1.	Mid day walk (depending on weather and hopefully no too hot) Bring her outside on a leash and lure her to walk with high value treats (sausage/chicken). Get her attention to focus on you by using word/s such as “here” or “watch me”, reward and treat whenever she focuses on you. You may have to tug a few times if hard at getting her attention back to you. Note that rewarding or paying should be immediate when desired behavior is exhibited otherwise she won’t associate good behavior with reward. Also you can use high pitched voice to get your dog happy and get a positive experience. May have to do this 2 to 3 times a day and perhaps 5 to 10 minutes per session. At this time no introduction to any living or non living things. Goal is to get her to walk confidently with positive experience
2.	Meeting other people – It is okay not to have a super friendly (jumping or supper wiggly) but dogs should not be backing away from people.
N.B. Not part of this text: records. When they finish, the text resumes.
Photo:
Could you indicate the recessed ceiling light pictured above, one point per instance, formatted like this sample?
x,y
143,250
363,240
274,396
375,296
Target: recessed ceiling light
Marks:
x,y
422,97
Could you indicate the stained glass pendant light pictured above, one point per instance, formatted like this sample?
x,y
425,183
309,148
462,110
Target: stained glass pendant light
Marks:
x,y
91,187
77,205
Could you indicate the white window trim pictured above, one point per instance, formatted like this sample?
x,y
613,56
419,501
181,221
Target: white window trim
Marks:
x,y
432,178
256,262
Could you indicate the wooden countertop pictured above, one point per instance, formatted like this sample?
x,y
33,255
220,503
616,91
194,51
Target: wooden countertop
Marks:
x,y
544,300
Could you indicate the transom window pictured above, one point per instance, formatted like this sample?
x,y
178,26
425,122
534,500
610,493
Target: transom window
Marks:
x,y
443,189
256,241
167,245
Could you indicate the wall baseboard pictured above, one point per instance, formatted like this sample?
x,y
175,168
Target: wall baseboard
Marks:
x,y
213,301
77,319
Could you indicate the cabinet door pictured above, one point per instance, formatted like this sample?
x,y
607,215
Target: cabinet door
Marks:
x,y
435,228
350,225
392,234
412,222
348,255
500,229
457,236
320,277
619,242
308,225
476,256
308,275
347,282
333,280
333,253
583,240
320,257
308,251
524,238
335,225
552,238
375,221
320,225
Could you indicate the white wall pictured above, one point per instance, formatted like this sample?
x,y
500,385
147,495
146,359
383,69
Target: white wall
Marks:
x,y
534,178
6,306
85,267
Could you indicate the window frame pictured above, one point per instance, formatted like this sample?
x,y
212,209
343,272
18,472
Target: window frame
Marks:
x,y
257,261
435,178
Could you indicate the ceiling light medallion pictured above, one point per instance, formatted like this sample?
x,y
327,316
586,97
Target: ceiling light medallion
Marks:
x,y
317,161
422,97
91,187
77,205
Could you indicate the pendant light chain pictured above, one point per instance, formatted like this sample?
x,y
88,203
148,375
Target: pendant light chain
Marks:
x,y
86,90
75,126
Most dogs with this type of behavior if not addressed will develop fear of people (adults and kids) and exacerbate into other issues (barking, resource/owner guarding,etc.). Once your dog is walking confidently (see item 1 above) you may start introducing her to people you meet on your walks. Make sure you have treats handy and give them to people (adults and kids) to give to your dog. If possible have them stoop down (most dog owners understand and automatically do this) so as not to appear menacing. Bring your dog to pet friendly establishments/stores to meet more people (and more people and other pets the better). Do obedience training or advanced obedience if you’ve done the basic/beginner course. Also look into agility and hunting, these activities help build confidence and hopefully translate into stable and even tempered dogs.


----------